İik ayet ruh ile cesedin aynı şey olduğuna delil getirilmiştir.
Çünkü ayette "Nefislerinizi çıkarın" denilmiştir, bundan kasıt
ruhlardır. Bu, meşhur bir mesele olup bu konuda pek çok görüş bulunmaktadır.
"Sana ruh hakkında soruyorlar [İsra 85] ayetinin tefsirinde bu konuya
işaret edilecektir.[4721. hadis.]
Hadisin ikinci rivayetinde "Allah iman edenleri o sabit söz
üzerinde daim kılar" ayeti kabir azabı hakkında indirilmiştir
denilmektedir. Bunu Zazan Ebu Ömer, Bera'dan uzun bir metinle ve açık bir
şekilde rivayet etmiştir. Sünen yazarları bunu rivayet etmişler, Ebu Avane ve
diğer hadis bilginleri bunun sahih olduğunu söylemişlerdir. Bu hadisin tamamı
şöyledir:
Resulullah (s.a.v.) ile birlikte ensardan bir adamın cenazesine
katıldık. Kabre geldik. Cenaze lahde konulduğunda Nebi Sallallahu Aleyhi ve
Sellem oturdu, biz de etrafına oturduk. Başımızın üzerinde kuş varmış gibi
(sessizce) oturuyorduk. Hz. Nebi'in elinde bir asa vardı, bununla toprağı
eşeliyordu. Hz. Nebi başını kaldırarak şöyle buyurdu: "Kabir azabından
Allah'a sığının (Bunu iki yahut üç kere tekrarladı). Ölünün yakınları kabirden
ayrılırken ölü onların ayakkabılarının seslerini işitir. Bu sırada İki melek gelerek
onu oturturlar ve ona: 'Rabbin kim?' diye sorarlar. O 'Rabbim Allah'tır' der.

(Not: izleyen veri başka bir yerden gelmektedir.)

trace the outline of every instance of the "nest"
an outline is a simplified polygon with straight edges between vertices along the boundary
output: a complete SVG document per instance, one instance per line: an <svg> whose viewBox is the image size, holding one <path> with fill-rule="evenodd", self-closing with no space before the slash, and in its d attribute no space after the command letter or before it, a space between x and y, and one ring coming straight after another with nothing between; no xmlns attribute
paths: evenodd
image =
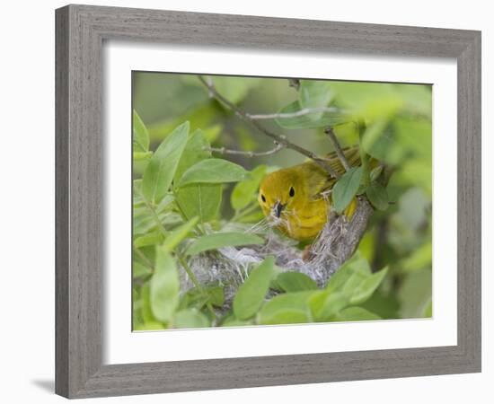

Melekler:' Dinin ne?' diye sorarlar, Ölü 'Dinim İslam'dır' der.
Melekler: 'İçinizden gönderilen şu adam kimdir?1 diye
sorarlar. Ölü: 'O, Allah'ın Resulüdür'
der.
Melekler: 'Nereden biliyorsun?' diye sorarlar. Ölü: 'Allah'ın kitabını okudum, ona iman
ettim ve tasdik ettim' der.
İşte bu Allah Teala'nın "Allah iman edenleri o sabit söz
üzerinde daim kılar" ayetidir.
Kafirin ruhu da cesedine iade edilir. Kendisine iki melek gelip
onu oturturlar ve ona: Rabbin kim?' diye sorarlar. O: 'Ha, ha, bilmiyorum'
der.. [Ebu
Davud, Sünne, 27.]
Hz. Aişe'nin "Nebi (s.a.v.) Bedir'de öldürülenler hakkında
yalnızca 'Onlar şu anda benim daha önce söylediklerimin hak olduklarını
biliyorlar' demiştir" sözü, İbn Ömer'den aktarılan rivayete yönelik bir
reddir. Çoğunluk ise, İbn Ömer'in rivayetine uygun olan diğer rivayetler
sebebiyle Hz. Aişe'nin görüşüne muhalefet edip İbn Ömer'in rivayetini kabul
etmişlerdir. Hz. Aişe'nin "Sen ölülere işittiremezsin [Neml 80] ayetini
delil getirmesi hakkında da şöyle demişlerdir: Ayetin anlamı "Onlara fayda
verecek şekilde işittiremezsin" veya "Allah dilemedikçe
işittiremezsin" demektir. Çoğunluğun görüşüne uygun olan sahih hadisler de
vardır. Bunlardan biri şudur: "Kabre konulan kişi kabirden ayrılan
yakınlarının ayak seslerini işitir", "Kabrin kendisini sıkmasından
dolayı kaburgaları birbirine geçer", "Kabirdekine demirden topuzla
vurulduğunda onun sesi işitilir", "Kabirdekinin iki kulağı arasına
vurulur", "Melekler onu oturtur"...Bu hadislerin tümü bedene ait
özelliklerden bahsetmektedir.
Uyarı: Buharî'nin İbn
Ömer hadisini ve onunla çelişen Hz. Aişe hadisini "kabir azabı"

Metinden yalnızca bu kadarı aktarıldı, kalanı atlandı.